Sämtliche Bisherige wurden in Aarburg wieder gewählt. Das sind: Hans-Ulrich Schär (bisher, parteilos, 1242 Stimmen), Rolf Walser (bisher, SP, 984 Stimmen), Dino Di Fronzo (bisher, FDP, 978 Stimmen), Martina Bircher (bisher, SVP, 977 Stimmen) und Fredy Nater (bisher, FDP, 861 Stimmen).

Die Wahl nicht geschafft haben Christian Schwizgebel (neu, parteilos, 843 Stimmen) und Brigitte Etter (neu, parteilos, 603 Stimmen).

Auenstein: Peter Anderau gewählt

Die drei Bisherigen sowie Peter Anderau (63) wurden für die Amtsperiode 2022-2025 in den Gemeinderat gewählt. Der freisinnige Anderau war bereits bis 2014 im Gemeinderat, trat dann aber aus beruflichen Gründen zurück. Ein Gemeinderatssitz ist noch unbesetzt. Über das weitere Vorgehen wird die Gemeinde informieren.

Die Gesamterneuerungswahlen für den Gemeinderat stehen an. Zwei der fünf Bisherigen treten nicht mehr an: Vizeammann Ernst Joho und Gemeinderätin Isabelle Schmed. Ammann Reto Porta und die Gemeinderäte Pascal Jordi sowie Rolf Wolfensberger kandidieren für eine weitere Legislatur. Neu bewirbt sich Peter Anderau (63) um einen Sitz. Für den fünften Sitz gibt es keine offizielle Kandidatin respektive keinen offiziellen Kandidaten.

Baden strebt die Fusion mit Turgi an

Baden und Turgi haben die erste grosse Hürde auf dem Weg zur Fusion genommen. An beiden Orten stimmte eine Mehrheit der Stimmberechtigten Ja zur Frage, ob ein Fusionsvertrag ausgearbeitet werden soll.

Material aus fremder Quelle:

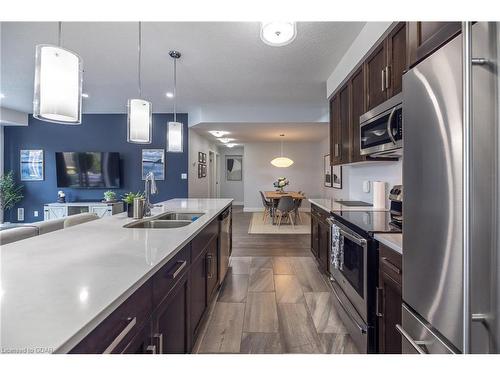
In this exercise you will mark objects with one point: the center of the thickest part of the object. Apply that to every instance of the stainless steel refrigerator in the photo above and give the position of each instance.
(451, 263)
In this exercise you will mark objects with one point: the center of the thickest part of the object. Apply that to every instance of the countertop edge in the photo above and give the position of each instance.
(67, 346)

In Baden legten 4170 Personen ein Ja in die Urne. 2936 Personen stimmten Nein. Dies gemäss einer Mitteilung auf der Webseite der Stadt Baden. Der Ja-Anteil beträgt 58,7 Prozent. Die Stimmbeteiligung liegt bei 60,2 Prozent.

Bergdietikon: Gemeinderat gewählt

Der Gemeinderat Bergdietikon für die Amtsperiode 2022-2025 ist gewählt. Alle Kandidaten haben das absolute Mehr erreicht. Es sind dies: Dörig Ralf (bisher), Emch Urs (bisher), Monn Paul (bisher), Okle Françoise (bisher) und Giovanoli Claudio. Es wird keinen zweiten Wahlgang geben. Die Wahl von Gemeindeammann und Vizeammann findet am 26. September statt.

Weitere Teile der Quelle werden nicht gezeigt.